Кольцо огней окружало шлюз. С пылающего смолья ветер срывал длинные пленки копоти, а в освещенной воде злополучное бревно было виднее, чем днем.
— Раков-то много там? — шутил Мичурин, подбадривая.
«Ну как же я-то первый не догадался. Не уследишь, право», — досадовал Ромашов, надежно накручивая на руку веревку, которой обвязался Степан.
Лишний народ не торчал у шлюза. Из пустого любопытства никто не бросил работу. И никто не считал, сколько раз Степан окунулся в ледяную воду, и не рассказывал никто, как он, пока хватает дыхания, изворачивался, чтобы ловчее рубить. Вот когда его, посиневшего, выдернули наружу и он надел затоптанную кем-то рубаху, Лотушок его одобрил:
— Правильно скинул одежонку! Гляди, без сухой нитки остался бы. Как звать-то тебя?
Степан назвался.
— Пети Десятова сынок? Помню отца-то. Сплывать послали их в перегрузе, считали — пронесет. Ан барку-то не пронесло…
Теперь вода с шипением врывалась в открытый шлюз. С мостика над шлюзным ларем казалось — искрит вода от скорости: так мелькают отдельные песчинки в шелковистой светло-коричневой ленте непрерывного потока. Пробежав лоток, этот «шелк» падал вниз с грохотом каменной лавины. Вот те и ласковые струйки!

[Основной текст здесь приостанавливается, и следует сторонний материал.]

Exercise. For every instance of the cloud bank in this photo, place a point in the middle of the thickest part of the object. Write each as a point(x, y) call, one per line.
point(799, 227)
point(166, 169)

Ветер переменился к рассвету. С восходом солнца исчезли ночные страхи. Народ отослали к работам. Пруд затих, и на зеркале трехверстной ширины веселились зайчики, не тревожа, однако, покой воды.
И Кама начала отступать. Все забыли о прошедшей опасности, только Лотушок сидел у прогорающего костерка и прислушивался, не проникнет ли вода под глиняный замок в основании плотины[148], и говорил Степану:
— По примеру воды вся вольность на свете. Ты скажи, масло легче, поверх воды плавает, ему бы ввысь, а на небо не улетает. Вода из-под него вывернется и, свободная, землю покинет.
— Видно, вольной силы в ней много, — сказал задумчиво Степан. — И в народе сила проявлялась. В бытность вона какие волны ходили по нашим краям, их поднял один человек. И теперь вон о Батырше[149] говорят.
На другой день показали Груне подружки:
— Вишь, по улице идет. Говорят, ради тебя нырял.
Груня настороженно прихватила зубами нижнюю губу, прыгнула в сторону и умчалась, легче дикой козочки. А убегать ей вовсе и не хотелось.
Но Степан о ней и не вспоминал, пока не дошел до него слух.
«Наверное, любит девчонка, — взволнованно подумал Степан, — у девок так не бывает, чтобы без повода говорили».
Ему было приятно кому-то нравиться. Разве он плохой парень?